The structure of approximate two electron wavefunctions in intense laser driven ionization dynamics

TL;DR

This paper investigates the structure of approximate two-electron wavefunctions in intense laser-driven ionization, comparing methods like TD-EHF, TDHF, and natural orbitals, revealing their strengths and limitations in modeling ionization dynamics.

Contribution

It clarifies the equivalence of TD-EHF and multiconfiguration methods, and assesses their effectiveness in describing ionization processes in a one-dimensional helium model.

Findings

TDHF fails to describe tunneling ionization.

TD-EHF provides insightful interpretation of electron correlation.
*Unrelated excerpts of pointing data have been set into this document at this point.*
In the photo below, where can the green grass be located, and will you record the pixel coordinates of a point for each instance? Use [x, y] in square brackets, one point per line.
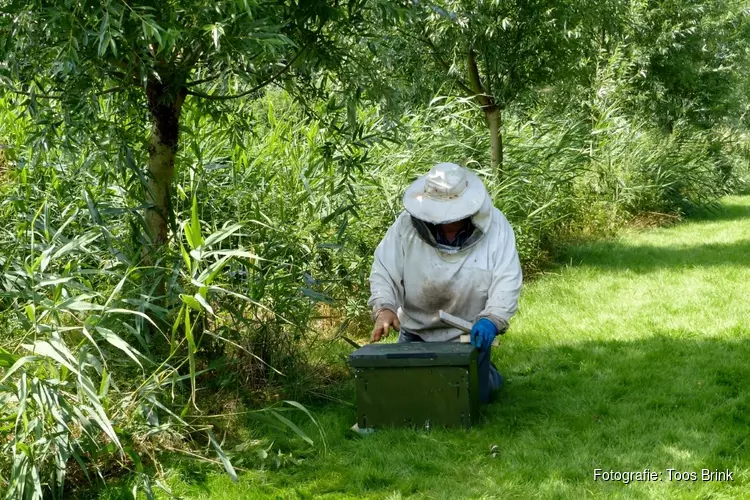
[632, 355]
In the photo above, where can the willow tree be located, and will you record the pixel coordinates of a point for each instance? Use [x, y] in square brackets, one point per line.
[492, 50]
[158, 53]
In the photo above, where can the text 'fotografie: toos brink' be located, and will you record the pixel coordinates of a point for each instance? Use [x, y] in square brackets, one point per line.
[667, 475]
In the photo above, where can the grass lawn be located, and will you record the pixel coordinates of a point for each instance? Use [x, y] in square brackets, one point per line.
[635, 354]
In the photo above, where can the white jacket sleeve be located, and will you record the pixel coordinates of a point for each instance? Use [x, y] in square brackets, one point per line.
[505, 288]
[386, 276]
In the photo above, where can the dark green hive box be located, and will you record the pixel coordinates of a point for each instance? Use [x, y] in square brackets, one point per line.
[421, 384]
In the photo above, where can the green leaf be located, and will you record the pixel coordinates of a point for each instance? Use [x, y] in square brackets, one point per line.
[191, 353]
[7, 359]
[116, 341]
[204, 303]
[191, 302]
[223, 457]
[292, 426]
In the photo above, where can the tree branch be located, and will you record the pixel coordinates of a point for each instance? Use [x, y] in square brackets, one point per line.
[444, 64]
[254, 89]
[480, 92]
[203, 80]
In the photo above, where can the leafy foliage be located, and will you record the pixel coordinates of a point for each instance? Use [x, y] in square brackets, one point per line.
[275, 202]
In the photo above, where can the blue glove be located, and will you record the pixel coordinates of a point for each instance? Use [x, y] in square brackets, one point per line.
[482, 334]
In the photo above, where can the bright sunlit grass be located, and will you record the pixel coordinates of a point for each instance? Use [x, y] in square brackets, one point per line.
[634, 355]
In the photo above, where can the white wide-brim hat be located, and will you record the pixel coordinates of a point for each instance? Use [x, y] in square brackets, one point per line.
[447, 193]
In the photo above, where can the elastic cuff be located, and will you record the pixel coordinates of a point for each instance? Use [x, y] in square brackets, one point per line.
[377, 310]
[499, 322]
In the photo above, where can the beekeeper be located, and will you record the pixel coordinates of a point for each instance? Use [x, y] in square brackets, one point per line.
[451, 249]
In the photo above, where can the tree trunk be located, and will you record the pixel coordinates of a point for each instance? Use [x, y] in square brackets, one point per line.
[164, 105]
[491, 112]
[496, 137]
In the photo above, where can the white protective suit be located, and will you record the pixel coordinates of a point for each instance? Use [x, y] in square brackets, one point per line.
[415, 279]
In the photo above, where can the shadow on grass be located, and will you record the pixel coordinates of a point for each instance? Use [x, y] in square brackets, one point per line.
[660, 402]
[617, 256]
[726, 211]
[620, 256]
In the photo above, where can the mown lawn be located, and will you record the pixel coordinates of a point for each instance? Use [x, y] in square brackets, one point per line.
[633, 355]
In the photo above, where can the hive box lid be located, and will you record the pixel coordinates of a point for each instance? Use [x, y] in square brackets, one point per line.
[413, 354]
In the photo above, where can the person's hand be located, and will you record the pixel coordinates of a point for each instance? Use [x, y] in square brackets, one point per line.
[482, 334]
[385, 320]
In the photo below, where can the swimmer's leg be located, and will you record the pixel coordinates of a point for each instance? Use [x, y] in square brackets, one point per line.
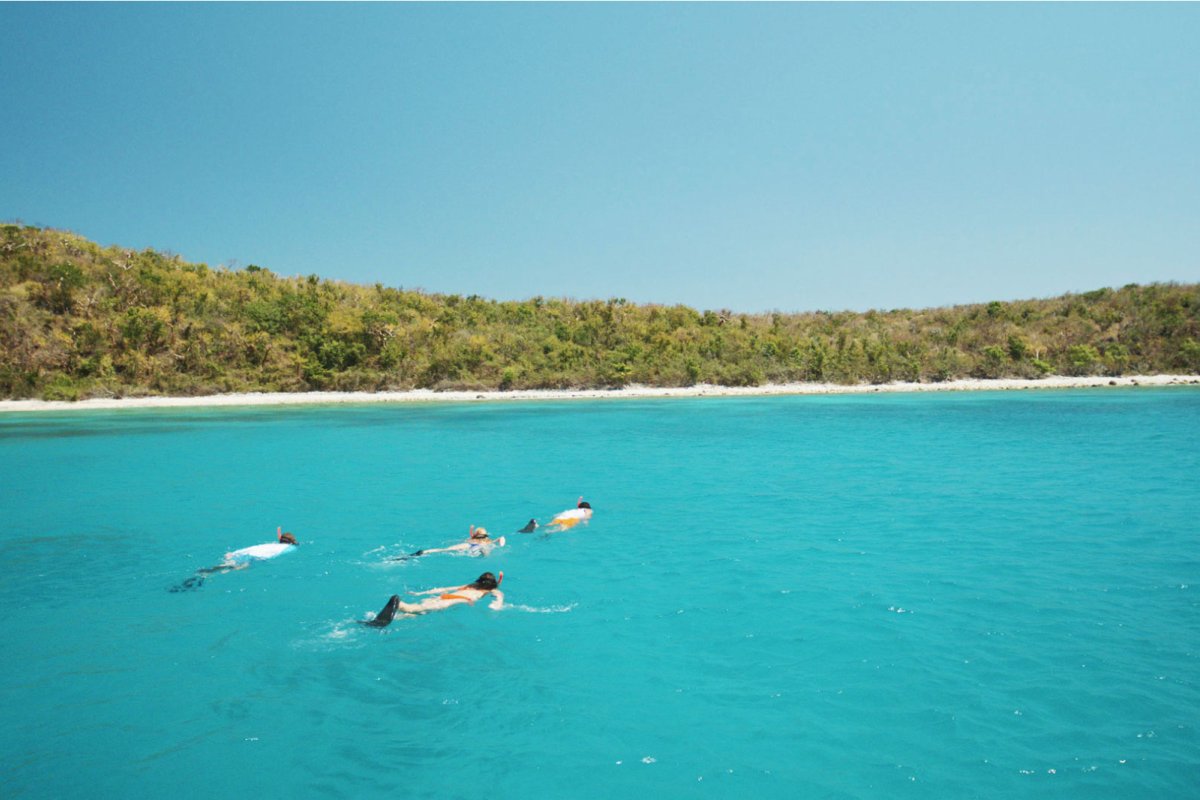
[383, 619]
[195, 582]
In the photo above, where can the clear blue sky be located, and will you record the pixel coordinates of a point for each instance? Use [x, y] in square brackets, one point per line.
[751, 157]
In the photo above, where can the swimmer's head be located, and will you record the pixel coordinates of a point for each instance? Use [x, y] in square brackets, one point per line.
[486, 582]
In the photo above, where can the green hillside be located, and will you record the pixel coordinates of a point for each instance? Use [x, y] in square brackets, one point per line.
[83, 320]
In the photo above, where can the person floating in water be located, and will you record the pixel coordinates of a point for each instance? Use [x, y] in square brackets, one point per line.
[443, 597]
[571, 517]
[478, 543]
[244, 558]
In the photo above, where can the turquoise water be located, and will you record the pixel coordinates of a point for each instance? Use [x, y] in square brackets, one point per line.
[984, 595]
Natural orbitals enable direct propagation and improved analysis.

Abstract

The structure of approximate two electron wavefunction is deeply investigated, both theoretically and numerically, in the strong-field driven ionization dynamics. Theoretical analyses clarify that for two electron singlet systems, the previously proposed time-dependent extended Hartree-Fock (TD-EHF) method [Phys. Rev. A 51, 3999 (1995)] is equivalent to the multiconfiguration time-dependent Hartree-Fock method with two occupied orbitals. The latter wavefunction is further transformed into the natural expansion form, enabling the direct propagation of the natural orbitals (NOs). These methods, as well as the conventional time-dependent Hartree-Fock (TDHF) method, are numerically assessed for the description of ionization dynamics of one-dimensional helium atom model. This numerical analysis (i) explains the reason behind the well-known failure of TDHF method to describe tunneling ionization, (ii) demonstrates the interpretive power of the TD-EHF wavefunction both in the original nonorthogonal and the NO-based formulations, and (iii) highlights different manifestations of the electron correlation (effect beyond the single determinant description), in tunneling ionization, high harmonic generation, and nonsequential double ionization. Possible extensions of the NO basis approach to multielectron systems are briefly discussed.